Rouser? Rover? Roarer?

I stood on shore trying to read the boat’s name, but in the dusk all I could make out were the first two letters: R and O. Fine, who cares, this was obviously the tub the lush at the station had told me about.

“Going toward Drunk Harbor, turn at the old Lenvodkhoz wharf,” he’d said. “You head down the shore from the datsan, and as soon as you pass the Elagin Bridge turn toward the water, and there it is, it’s got bushes around it and you can barely see the boat, but it’s there.”

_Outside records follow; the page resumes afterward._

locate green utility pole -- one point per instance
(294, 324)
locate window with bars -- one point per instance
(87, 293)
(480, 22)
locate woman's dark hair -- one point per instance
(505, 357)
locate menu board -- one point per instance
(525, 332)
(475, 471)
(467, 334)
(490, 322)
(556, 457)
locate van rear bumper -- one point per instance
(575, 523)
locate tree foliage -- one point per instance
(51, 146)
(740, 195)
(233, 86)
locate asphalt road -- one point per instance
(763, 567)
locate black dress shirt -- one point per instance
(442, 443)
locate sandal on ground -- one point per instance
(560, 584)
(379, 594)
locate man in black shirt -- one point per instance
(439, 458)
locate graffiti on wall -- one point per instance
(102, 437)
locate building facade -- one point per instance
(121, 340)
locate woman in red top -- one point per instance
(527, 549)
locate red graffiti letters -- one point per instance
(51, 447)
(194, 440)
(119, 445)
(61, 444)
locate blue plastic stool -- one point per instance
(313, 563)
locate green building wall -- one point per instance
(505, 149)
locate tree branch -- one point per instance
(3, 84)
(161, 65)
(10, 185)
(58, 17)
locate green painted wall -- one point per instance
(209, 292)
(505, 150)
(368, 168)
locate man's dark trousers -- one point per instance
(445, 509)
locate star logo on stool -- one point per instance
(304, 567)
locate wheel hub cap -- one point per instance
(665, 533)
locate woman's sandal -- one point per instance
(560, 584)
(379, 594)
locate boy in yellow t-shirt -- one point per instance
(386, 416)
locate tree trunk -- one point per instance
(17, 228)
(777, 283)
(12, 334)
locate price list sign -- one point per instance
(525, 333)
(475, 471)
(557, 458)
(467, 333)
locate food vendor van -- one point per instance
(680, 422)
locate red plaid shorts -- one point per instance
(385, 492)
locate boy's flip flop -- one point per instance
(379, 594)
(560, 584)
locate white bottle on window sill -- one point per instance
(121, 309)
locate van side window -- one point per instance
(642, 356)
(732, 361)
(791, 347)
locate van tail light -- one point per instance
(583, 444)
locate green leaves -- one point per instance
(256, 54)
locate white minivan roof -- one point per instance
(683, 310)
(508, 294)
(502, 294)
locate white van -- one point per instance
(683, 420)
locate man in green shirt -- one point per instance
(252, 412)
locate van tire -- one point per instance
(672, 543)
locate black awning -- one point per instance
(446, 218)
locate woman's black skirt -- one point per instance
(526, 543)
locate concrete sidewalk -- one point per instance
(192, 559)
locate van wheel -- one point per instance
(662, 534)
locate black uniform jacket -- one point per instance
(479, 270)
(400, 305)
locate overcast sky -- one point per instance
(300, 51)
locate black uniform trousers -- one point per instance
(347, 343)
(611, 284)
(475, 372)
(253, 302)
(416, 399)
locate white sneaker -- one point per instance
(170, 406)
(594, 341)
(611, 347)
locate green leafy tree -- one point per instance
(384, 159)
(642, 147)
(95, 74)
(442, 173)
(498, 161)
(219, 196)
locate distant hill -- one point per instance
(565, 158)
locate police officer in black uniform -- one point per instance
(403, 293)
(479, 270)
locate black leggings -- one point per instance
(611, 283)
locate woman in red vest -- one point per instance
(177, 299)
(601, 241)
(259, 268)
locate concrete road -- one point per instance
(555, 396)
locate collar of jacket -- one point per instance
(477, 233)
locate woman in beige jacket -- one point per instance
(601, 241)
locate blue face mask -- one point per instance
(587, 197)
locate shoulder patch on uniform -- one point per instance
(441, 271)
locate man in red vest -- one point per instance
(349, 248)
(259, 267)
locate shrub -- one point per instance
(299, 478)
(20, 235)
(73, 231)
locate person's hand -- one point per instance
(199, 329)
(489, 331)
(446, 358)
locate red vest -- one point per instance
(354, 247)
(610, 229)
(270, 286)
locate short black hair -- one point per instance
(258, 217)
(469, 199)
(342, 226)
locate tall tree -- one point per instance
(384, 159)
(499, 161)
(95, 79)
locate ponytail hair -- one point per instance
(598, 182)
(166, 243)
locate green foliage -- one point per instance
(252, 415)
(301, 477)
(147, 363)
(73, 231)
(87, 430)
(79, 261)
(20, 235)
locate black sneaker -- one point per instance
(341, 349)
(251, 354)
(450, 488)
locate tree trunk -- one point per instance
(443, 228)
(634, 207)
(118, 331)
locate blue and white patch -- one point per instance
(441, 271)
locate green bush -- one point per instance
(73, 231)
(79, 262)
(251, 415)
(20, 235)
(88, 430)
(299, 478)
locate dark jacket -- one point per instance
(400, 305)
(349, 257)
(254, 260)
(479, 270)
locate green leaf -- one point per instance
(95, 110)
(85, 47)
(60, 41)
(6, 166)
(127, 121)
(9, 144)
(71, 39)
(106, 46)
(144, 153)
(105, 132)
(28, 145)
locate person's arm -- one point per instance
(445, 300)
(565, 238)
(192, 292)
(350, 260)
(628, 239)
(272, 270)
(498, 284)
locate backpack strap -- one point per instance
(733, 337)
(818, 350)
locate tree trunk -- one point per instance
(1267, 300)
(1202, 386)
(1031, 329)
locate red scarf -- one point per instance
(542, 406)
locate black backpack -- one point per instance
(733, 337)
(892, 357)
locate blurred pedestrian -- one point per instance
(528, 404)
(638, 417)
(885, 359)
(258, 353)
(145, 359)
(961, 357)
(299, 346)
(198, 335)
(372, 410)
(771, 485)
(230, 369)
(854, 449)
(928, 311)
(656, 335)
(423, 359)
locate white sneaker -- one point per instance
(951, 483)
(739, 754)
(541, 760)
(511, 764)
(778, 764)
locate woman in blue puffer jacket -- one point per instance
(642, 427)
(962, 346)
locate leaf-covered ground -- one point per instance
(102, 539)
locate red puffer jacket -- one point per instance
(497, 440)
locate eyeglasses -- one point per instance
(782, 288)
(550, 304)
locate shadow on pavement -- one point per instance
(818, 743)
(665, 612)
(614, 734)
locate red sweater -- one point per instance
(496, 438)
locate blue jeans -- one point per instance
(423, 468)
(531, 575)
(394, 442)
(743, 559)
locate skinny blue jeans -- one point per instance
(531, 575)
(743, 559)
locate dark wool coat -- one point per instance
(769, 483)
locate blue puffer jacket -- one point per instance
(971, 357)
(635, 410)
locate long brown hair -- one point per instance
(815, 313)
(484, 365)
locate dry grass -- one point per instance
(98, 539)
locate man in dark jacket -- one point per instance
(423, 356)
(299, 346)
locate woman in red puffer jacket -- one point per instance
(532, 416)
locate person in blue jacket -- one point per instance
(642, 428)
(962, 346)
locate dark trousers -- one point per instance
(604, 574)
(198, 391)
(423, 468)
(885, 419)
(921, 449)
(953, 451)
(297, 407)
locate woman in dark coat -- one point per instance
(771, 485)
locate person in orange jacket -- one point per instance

The bushes were young and prickly and looked like barberry. I tore my coat sleeve while I was pushing through them in search of a ramp or a gangway, but I couldn’t find anything. The boat was twenty paces from shore, locked in the filthy gray ice, and there were no footprints or boards leading to it. There were long puddles on the surface of the ice, and it was spongy, like bread crust. The hull of the boat wasn’t all that old, but it had rusted through from stem to stern, and the bottom had had concrete poured on it, the former owner probably hoping to take care of a leak. At one time the pilot house had been painted white with three red doors, but all that was left of the white paint now was flakes that resembled shredded eucalyptus bark, and the door latches had been sliced off. I rolled my pants up to my knees, took off my boots, tied them by the laces, hung them around my neck, and started out over the snow barefoot, it being harder to dry footwear than feet—and not only that, these were my only boots and there was no knowing when I would come by another pair.

When I left the conductor’s apartment I already knew I wasn’t going to get in my place. I had almost no money with me, and actually there wasn’t much left at home either. I could forget about picking up the stone. Whoever paid me that visit had left in their scratched-up Toyota, but they could easily have left an ambush in the building, or just planted a bug so they could come back the moment I opened the door. They’d dawdled a long time—I’d sat on the windowsill for two hours until I finally saw my Latvian coming out the front door with two guys. The one on the left hoisted the iron lighthouse on his shoulder like an antiaircraft gunner carrying a rocket launcher. Anta had clearly spilled the beans and now they wanted to smash my hiding place to smithereens. You’re going to have to sweat, archangels.

It didn’t look like they were dragging Anta by force. I couldn’t get a good look at her face, but her walk was easy, and she got in the car smoothly, showing her leg in a high boot. If these were cops they’d let her go quickly, as a foreigner, and they probably wouldn’t bother recording her information. If they weren’t, they’d taken her in addition to the diamond, which they were hoping to find in the lighthouse. Then she’d be back a little later. I left my cell on the table, stuffed my pockets with bread and cheese from the conductor’s refrigerator, took a flat bottle of brandy, and rifled through her dresser but didn’t find anything unusual. Though I did snag a baggie of grass, which I found in a wool sock, didn’t write a note, slammed the door, and tossed the key back in the snake’s tail.